Traduction : Jean Esch.

Ace Atkins a d’abord été journaliste, il a été nominé pour le prix Pulitzer pour une série d’articles sur des enquêtes criminelles et s’est lancé ensuite dans l’écriture de romans policiers. Il vit dans une petite ville du Mississipi non loin de celle où se déroule « les cris du Mississipi », deuxième opus d’une série de livres mettant en scène le shérif Quinn Colson (le 5ème paraît cette année aux Etats-Unis, bonne nouvelle pour ceux qui, comme moi, tomberont sous le charme !).

« Quinn Colson, ranger vétéran d’Irak et d’Afghanistan, est le nouveau shérif du comté de Tibbehah, dans le nord du Mississippi. Il est chargé d’enquêter sur un cas de maltraitance d’enfant. Quand il arrive sur la propriété de Janet et Ramón Torres, les tuteurs, il découvre une scène qui dépasse l’entendement : une horde de chiens galeux attachés dans des cages souillées, treize couffins vides, des tas de détritus qui jonchent le sol de la maison décrépie, et surtout une boîte en carton pleine de dollars. Il est sûr que les Torres vont revenir pour récupérer leur trésor.
Pendant ce temps-là, la sœur de Colson est rentrée au bercail, sobre et clean – d’après elle. Quant à son meilleur ami, Boom, le vétéran qui a laissé un bras à Fallujah, il s’abîme dans l’alcool et les bagarres pour oublier la guerre. Mais Quinn a d’autres chats à fouetter. Son second, Lillie Virgil, et lui-même subodorent que le couple Torres a un goût particulier pour les trafics en tout genre : armes, drogues, enfants. Il semble qu’il y ait un lien entre eux et un cartel de la drogue qui contrôle le plus gros de la frontière texane. »

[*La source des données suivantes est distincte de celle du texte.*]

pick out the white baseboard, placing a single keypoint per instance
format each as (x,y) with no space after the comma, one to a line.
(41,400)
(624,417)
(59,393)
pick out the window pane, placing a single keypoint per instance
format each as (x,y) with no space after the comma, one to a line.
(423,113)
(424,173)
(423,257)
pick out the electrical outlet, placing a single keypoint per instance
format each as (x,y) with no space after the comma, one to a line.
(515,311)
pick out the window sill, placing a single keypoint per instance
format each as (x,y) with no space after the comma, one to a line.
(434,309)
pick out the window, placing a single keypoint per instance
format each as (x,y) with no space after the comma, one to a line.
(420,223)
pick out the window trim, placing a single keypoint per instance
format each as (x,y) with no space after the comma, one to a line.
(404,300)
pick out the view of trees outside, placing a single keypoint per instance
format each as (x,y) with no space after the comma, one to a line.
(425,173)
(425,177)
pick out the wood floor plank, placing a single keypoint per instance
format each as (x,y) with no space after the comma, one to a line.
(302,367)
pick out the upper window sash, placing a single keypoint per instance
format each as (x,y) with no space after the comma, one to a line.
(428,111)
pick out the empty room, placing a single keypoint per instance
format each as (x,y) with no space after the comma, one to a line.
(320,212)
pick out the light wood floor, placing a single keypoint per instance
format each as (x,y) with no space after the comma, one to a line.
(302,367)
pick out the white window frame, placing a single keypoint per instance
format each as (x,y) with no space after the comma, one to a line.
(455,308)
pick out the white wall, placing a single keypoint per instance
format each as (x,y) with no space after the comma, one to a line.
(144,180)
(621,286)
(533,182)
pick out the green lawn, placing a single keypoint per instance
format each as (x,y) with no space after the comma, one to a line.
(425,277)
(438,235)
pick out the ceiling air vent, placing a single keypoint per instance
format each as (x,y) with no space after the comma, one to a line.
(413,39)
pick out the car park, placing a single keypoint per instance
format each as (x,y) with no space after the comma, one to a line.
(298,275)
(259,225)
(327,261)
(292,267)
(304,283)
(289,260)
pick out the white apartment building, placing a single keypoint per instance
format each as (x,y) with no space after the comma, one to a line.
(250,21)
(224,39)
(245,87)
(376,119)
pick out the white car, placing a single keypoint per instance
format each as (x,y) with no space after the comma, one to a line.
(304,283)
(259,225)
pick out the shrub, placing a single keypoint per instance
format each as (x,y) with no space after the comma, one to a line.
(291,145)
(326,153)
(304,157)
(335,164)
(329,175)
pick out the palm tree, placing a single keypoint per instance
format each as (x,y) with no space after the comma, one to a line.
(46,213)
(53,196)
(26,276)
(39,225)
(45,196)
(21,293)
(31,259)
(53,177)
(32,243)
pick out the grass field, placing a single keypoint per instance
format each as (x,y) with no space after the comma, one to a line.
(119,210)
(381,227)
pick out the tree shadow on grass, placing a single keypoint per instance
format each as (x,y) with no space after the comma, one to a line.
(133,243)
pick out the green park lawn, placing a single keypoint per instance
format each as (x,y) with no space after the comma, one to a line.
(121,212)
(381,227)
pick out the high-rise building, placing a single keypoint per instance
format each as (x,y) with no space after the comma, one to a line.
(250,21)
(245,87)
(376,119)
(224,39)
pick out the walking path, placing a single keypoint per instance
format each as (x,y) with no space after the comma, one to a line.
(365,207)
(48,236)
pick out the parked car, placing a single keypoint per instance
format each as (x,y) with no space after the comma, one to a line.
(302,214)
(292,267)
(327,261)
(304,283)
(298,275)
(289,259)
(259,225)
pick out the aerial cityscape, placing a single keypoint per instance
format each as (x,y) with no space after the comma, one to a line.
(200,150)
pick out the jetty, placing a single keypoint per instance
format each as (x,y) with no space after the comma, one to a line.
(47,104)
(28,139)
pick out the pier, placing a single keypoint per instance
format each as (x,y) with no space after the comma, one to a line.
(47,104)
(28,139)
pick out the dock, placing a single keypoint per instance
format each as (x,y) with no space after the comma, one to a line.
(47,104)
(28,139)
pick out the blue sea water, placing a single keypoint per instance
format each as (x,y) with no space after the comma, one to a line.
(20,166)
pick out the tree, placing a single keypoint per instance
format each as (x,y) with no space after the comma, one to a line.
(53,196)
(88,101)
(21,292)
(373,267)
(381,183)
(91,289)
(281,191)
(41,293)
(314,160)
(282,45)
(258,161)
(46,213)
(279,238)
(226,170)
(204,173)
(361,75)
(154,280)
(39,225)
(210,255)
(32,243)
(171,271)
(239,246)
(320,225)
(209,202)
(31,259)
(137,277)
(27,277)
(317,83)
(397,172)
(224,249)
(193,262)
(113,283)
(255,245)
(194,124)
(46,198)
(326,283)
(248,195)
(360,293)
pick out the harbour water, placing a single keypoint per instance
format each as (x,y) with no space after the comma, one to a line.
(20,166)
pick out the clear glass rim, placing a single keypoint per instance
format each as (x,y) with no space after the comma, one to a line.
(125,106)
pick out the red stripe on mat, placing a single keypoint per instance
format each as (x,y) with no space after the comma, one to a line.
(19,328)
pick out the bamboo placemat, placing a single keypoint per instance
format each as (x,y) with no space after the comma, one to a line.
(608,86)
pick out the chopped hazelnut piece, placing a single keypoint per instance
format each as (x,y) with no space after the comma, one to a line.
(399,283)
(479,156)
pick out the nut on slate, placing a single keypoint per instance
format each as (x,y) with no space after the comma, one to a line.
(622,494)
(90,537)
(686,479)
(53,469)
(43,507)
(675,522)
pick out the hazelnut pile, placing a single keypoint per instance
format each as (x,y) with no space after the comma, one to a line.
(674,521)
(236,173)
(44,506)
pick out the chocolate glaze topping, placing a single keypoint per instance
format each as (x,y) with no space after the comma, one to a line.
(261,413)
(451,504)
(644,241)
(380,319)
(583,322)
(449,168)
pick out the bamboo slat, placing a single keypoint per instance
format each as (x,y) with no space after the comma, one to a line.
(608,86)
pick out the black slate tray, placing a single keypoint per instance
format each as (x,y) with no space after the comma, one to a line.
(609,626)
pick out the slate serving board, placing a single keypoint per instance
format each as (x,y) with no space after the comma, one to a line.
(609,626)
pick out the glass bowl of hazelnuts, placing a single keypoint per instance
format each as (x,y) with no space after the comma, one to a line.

Nul besoin d’avoir lu le premier de la série pour comprendre celui-là,  par contre si on se prend de tendresse pour ce shérif au grand cœur, on aura envie de vivre son « Retour à Jéricho ».

L’intérêt principal du livre est de nous plonger dans l’atmosphère de cette petite ville du Sud profond. Dans ce comté pauvre, peu de perspectives de carrières, l’armée est un débouché naturel pour les pauvres et Quinn Colson n’est pas le seul vétéran du coin. Beaucoup de ses amis d’enfance sont partis aussi et les vétérans d’Irak et d’Afghanistan ont succédé aux vétérans du Vietnam… La guerre les a tous marqués, ils réagissent de manière différente : Quinn, que l’armée a détourné de la délinquance mais qui a parfois envie de rendre une justice expéditive à la mode du far-west, Boom qui ne veut que boire pour oublier et dormir, éventuellement se battre et Donnie qui en a profité pour faire des affaires illégales, forcément illégales… mais pas de pages torturées sur les horreurs de la guerre à la Burke, Ace Atkins insère ces données dans le quotidien, la guerre et ses dégâts semblent faire partie de la vie de ces gens depuis toujours !

La pauvreté avec les trafics et la violence qui en découlent, la corruption des élites locales, l’importance des églises, le poids du qu’en dira-t-on, les traumatismes de l’enfance… ces thèmes sont traités par le biais des personnages : certains s’en servent, d’autres y sont résignés, d’autres encore se battent contre.

Tous se connaissent : amis d’enfance, ils ont fait ensemble les conneries qu’on ne manque pas de faire quand on est ado dans une petite ville où il ne se passe pas grand-chose…  et cela compte! Puis ils ont suivi leur chemin… de part et d’autre de la loi… Les interrogatoires se font parfois au comptoir du bar, les arrestations sont parfois repoussées à la prochaine fois…

Et puis il y a les fédéraux qui débarquent et veulent tout régenter, à la manière des envahisseurs. On ne peut pas transiger avec eux, mais cela heurte tout de même les valeurs des Rednecks qui aimeraient faire régner l’ordre à leur manière…

L’enquête est de facture classique et ce n’est pas la première fois que je lis que les cartels mexicains élargissent leur territoire depuis Katrina et s’implantent sur les terres rurales du Sud voisines de la Louisiane. Ace Atkins est un conteur, il ne nous met pas dans la tête d’un personnage, il raconte, et il raconte bien. On s’attache à ses personnages, on ressent l’atmosphère de Jericho avec la misère, l’ennui et l’étouffement qui peuvent y régner mais aussi l’attachement à cette terre.

Un bon polar mais surtout une belle description de la vie d’une petite ville du Sud déshéritée.